That's an incoherent thought in the framework I've offered. If a god exists, it's part of nature as well and subject to laws of nature that pertain to that higher order meta-spacetime. What keeps this deity intact? Why doesn't all of its knowledge become corrupted? Why doesn't it dissipate away like a cloud? Something prevents that.
The fine-tuning argument for gods implies that. If a god has to discover the laws of nature and manipulate them to create a universe finely tuned for life, what does it say about the omnipotence of that deity or its relationship to nature?
I've never understood the weird insistence that God must be physically extant or not at all.
See above. If you consider that framework flawed, demonstrate the error if you can or just accept that you simply don't like it for reasons you can't state.
Lots of things are not physically extant and yet are as "real" to us as anything that is.
Disagree. And there you go with those quotes. If your metaphysics is tethered to nothing but your imagination, and if your definitions are so fuzzy that real becomes "real" for you, you have no foundation for a self-consistent view of reality. It's possible the framework I presented needs tweaking, but not until observations arise that contradict it. As long as it serves as an adequate scaffolding for understanding experience, it's a valid perspective.
As
@blü 2 implied, we need a clear idea of what we mean when we use words to think effectively. Words perforce have a degree of fuzziness, but we can minimize that and owe it to ourselves to do so, because the alternative is freeform thought (creativity), which is great for generating hypotheses for testing and for other creative purposes such as the arts, but not for adding beliefs to one's fund of knowledge, nor for navigating life.

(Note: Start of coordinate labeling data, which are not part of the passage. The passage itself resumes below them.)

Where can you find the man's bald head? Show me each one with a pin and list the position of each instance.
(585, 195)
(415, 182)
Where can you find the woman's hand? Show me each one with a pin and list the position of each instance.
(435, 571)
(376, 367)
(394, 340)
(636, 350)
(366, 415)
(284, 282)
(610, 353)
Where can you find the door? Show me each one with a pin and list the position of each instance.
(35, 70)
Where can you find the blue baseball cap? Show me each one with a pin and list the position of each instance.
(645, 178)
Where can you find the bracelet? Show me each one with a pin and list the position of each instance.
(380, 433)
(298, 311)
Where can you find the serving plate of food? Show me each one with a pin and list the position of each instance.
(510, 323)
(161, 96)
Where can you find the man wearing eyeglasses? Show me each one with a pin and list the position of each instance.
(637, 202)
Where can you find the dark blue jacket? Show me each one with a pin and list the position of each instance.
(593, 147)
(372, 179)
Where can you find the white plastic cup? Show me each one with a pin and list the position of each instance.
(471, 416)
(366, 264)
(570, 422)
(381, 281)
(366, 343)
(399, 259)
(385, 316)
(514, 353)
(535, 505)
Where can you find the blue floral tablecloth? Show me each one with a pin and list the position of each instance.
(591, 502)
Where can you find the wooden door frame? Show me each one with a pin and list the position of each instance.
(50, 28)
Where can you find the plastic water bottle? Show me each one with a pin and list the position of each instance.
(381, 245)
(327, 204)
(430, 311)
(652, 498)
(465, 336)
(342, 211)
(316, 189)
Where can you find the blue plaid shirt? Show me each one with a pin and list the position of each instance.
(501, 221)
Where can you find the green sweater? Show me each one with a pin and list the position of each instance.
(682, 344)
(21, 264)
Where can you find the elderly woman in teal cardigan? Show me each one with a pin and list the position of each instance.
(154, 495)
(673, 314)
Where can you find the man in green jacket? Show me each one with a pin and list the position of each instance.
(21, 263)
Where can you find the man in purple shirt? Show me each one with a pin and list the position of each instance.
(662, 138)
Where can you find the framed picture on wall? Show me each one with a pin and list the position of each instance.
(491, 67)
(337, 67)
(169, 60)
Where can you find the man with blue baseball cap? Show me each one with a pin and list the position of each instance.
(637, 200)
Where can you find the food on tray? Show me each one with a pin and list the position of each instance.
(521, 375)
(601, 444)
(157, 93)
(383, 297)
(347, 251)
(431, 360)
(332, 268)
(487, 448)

This is irrelevant nonsense, of course, meant to discredit and insult, not illuminate.
He wrote, "In that context the unicorn is light years ahead ─ at least we know what we're looking for and if we found an equine with a single horn on its forehead and probably white hair, and if we had a virgin female handy, then we'd know."
I see this every time a god is compared to anything else - "I'm offended that you equate my unevidenced belief with other unevidenced beliefs like unicorns." What would be an inoffensive analogy for you? Or is this entire area off limits for you?